# Zack Fair Vector Sig



## ~Kyo~ (Apr 17, 2008)

I made another vector,
I quite like how this one came out, please CnC, and if possible professional critique thank you.

Once again on gimp i made this~

I have 2 versions:

Regular:


and 


Sharper(51):



OH i finished the Set here:
The Avi for the Zack Fair Sig(2):

Without Border:


With Border:


----------



## whamslam3 (Apr 17, 2008)

looks rly cool i like the colors u used and the render and the brush placement is nice. good work


----------



## Zaru (Apr 17, 2008)

The stock is going outwards - but the brushes on the left are cut off, do something about that.


----------



## FoxSpirit (Apr 17, 2008)

Looks pretty cool  I like all of the brushes used and the render looks very nice!


----------



## ~Kyo~ (Apr 17, 2008)

Zaru said:


> The stock is going outwards - but the brushes on the left are cut off, do something about that.



well it was a request and i asked if thats how he wanted it to look, because they  kept pestering me about making it transparent inside the sig as well, he wanted it framed within a box like it is, like a sig, rather than just having the whole vector there. If it were my choice i would just have the whole vector there and render it, but *shrug*

thx for the advice though


@everyone else- thx for your comments


----------



## Creator (Apr 17, 2008)

I like it. 

My only thing is, the vectors should have rounded edges or just fade away that way it will look better, i think. X3


----------



## Franky (Apr 17, 2008)

awesome, I like the style and the brushes


----------



## ~Kyo~ (Apr 18, 2008)

@everyone- thx for the comments

@creator- ill thoought of that, fading out the vectors. Imma try it


----------



## maximilyan (Apr 18, 2008)

looks epic. i like it


----------



## Rion Ryuzaki (Apr 19, 2008)

looks amazing!!


----------



## Empress (Apr 22, 2008)

the quality is low 
and I don't know why but it feels messy to me


----------



## Agitation (Apr 22, 2008)

Theres some un-cuts around the front of his hair and next to the left part of his sword, I would remove those first. also the left side of the sig seems to be really blury around the arrow...that kind of spoils it for me. other than that it's good.


----------



## ~Kyo~ (Apr 22, 2008)

Empress said:


> the quality is low
> and I don't know why but it feels messy to me



Your opinion, maybe you dont like vectors? or maybe you dont like the vector placement? I assure you i spent over an hour just placing the vectors right so its still messy o well *shrug*

As for its quality, i sharpened and saved it on the highest quality i can, but the brushes i used some of them were stretched because the brush creator created a limit size for his brushes  *stabs brush maker*



Agitation said:


> Theres some un-cuts around the front of his hair and next to the left part of his sword, I would remove those first. also the left side of the sig seems to be really blury around the arrow...that kind of spoils it for me. other than that it's good.

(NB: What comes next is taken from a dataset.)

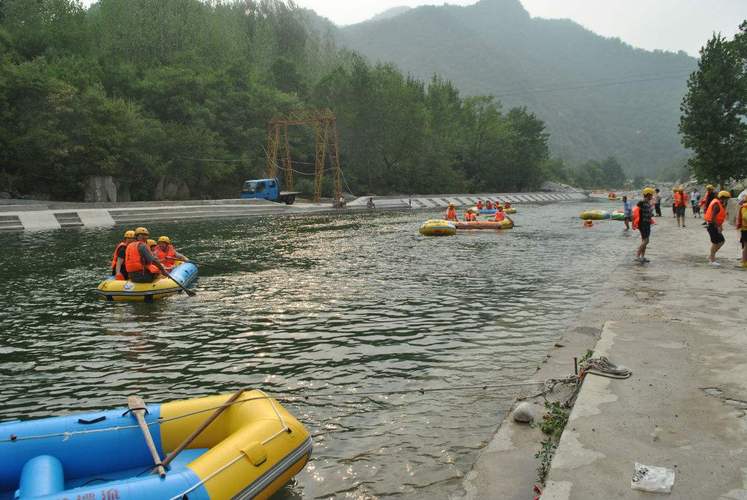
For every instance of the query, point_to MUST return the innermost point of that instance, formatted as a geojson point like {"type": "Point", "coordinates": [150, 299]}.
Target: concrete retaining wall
{"type": "Point", "coordinates": [41, 216]}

^I checked, there  are no uncuts near the hair BUT around the sword yes. and that blurry effect is there on purpose, i smudge effected it to get the arrow to double o.o;
lol 
if that spoils it for you then just say it sucks, dont go its nice but it sucks XD kinda of an oxy moron. I rather the criticism (negative) than an oxymoron


----------



## Raiden (Apr 22, 2008)

I thought you did a pretty awesome job. The stock itself, and the image of the character was well cut out from the original stock and the additional designs looked very goo. The text went together well with the stock.


----------



## Shirozaki (Apr 23, 2008)

the requester wanted it to be in a box, right? well, I'll blame him for making the brushes look cut off because of the box.


----------